Tether is stepping up efforts to scale AI advancement on edge devices – everyday consumer gadgets and IoT devices. The main product of their research on BitNet is a local-first fine-tuning framework for the LLM, as announced in their latest press release. The BitNet LLM fine-tuning framework enables fine-tuning of different parameter variants of the BitNet LLM, up to the 13-billion-parameter model, on regular devices such as the Samsung S25, Google Pixel 9, and iPhone 16.

With the framework, users can fine-tune 125M-parameter BitNet models in ~10 minutes on a Samsung S25 (Adreno GPU) for a biomedical dataset of ~300 documents (~18k tokens). For larger models (such as one with 1B parameters), fine-tuning on the same biomedical data takes 1 hour 18 mins on the same device and 1 hour 45 minutes on the iPhone 16.

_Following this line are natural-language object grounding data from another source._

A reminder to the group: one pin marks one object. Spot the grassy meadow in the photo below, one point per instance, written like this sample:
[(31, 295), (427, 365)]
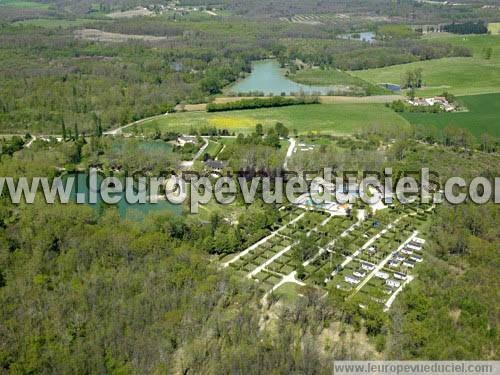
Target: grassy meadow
[(24, 4), (334, 77), (324, 118), (494, 27), (458, 75), (482, 117)]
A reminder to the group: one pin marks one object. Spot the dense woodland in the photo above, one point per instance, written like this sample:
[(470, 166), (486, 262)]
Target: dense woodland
[(91, 292), (52, 76)]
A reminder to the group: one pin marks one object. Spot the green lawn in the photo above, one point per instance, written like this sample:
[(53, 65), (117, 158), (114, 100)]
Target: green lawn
[(458, 75), (334, 77), (483, 115), (325, 118)]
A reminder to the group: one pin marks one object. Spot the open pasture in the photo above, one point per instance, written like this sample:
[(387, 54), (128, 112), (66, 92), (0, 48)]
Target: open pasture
[(324, 118), (482, 116), (458, 75)]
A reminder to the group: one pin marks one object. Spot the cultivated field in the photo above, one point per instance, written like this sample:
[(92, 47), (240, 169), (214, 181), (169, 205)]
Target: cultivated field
[(24, 4), (482, 117), (458, 75), (494, 27), (334, 77), (103, 36), (325, 118)]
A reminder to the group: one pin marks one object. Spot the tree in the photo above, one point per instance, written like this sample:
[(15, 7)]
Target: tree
[(259, 130), (63, 129)]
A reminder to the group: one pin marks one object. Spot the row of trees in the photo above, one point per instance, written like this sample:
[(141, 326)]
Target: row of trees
[(275, 101)]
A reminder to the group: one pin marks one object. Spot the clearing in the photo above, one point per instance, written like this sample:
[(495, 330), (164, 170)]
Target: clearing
[(325, 118), (458, 75), (103, 36), (482, 117), (24, 4), (335, 77), (494, 27), (138, 12)]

In addition to Vulkan runtime integration for the BitNet LLM, their work on the edge-first fine-tuning framework introduces a dynamic tiling algorithm to improve fine-tuning speed and memory allocation, reduce energy consumption, and maintain precision across CPU and GPU. The dynamic tiling algorithm breaks down large matrices into smaller ‘tiles’ whose sizes can be adjusted to fit perfectly into the GPU’s high-speed RAM (SRAM).

Tether’s BitNet fine-tuning demonstration is the first time a 13-billion-parameter model has been successfully trained on an iPhone 16 and similar devices; a procedure once reserved for high-end, centralized data centers can now run on consumer hardware.

The potential impact spans cost savings, ease of development, and adoption. Training more intelligent AI models on everyday devices unlocks superintelligence for the several billion users who rely on edge devices for their routine activities. For businesses, it offers significant cost savings and improved performance. On top of that, the privacy advantage: running models on devices means user data does not get uploaded to centralized servers.

AI technology is progressing in two ways: by scaling intelligence and applications, and by improving resource efficiency. Quantization and edge-focused research are pursuing the latter. Tether Data takes another giant leap toward local-first AI, positioning it as “the only way to bring superintelligence to billions of users”.

The future of tech is superintelligence. But billions of users and AI agents cannot coexist in shared data centers controlled by BigTech. Tether is committed to breaking conventions and developing a sustainable system for an infinite number of intelligent machines, AI agents, and netizens.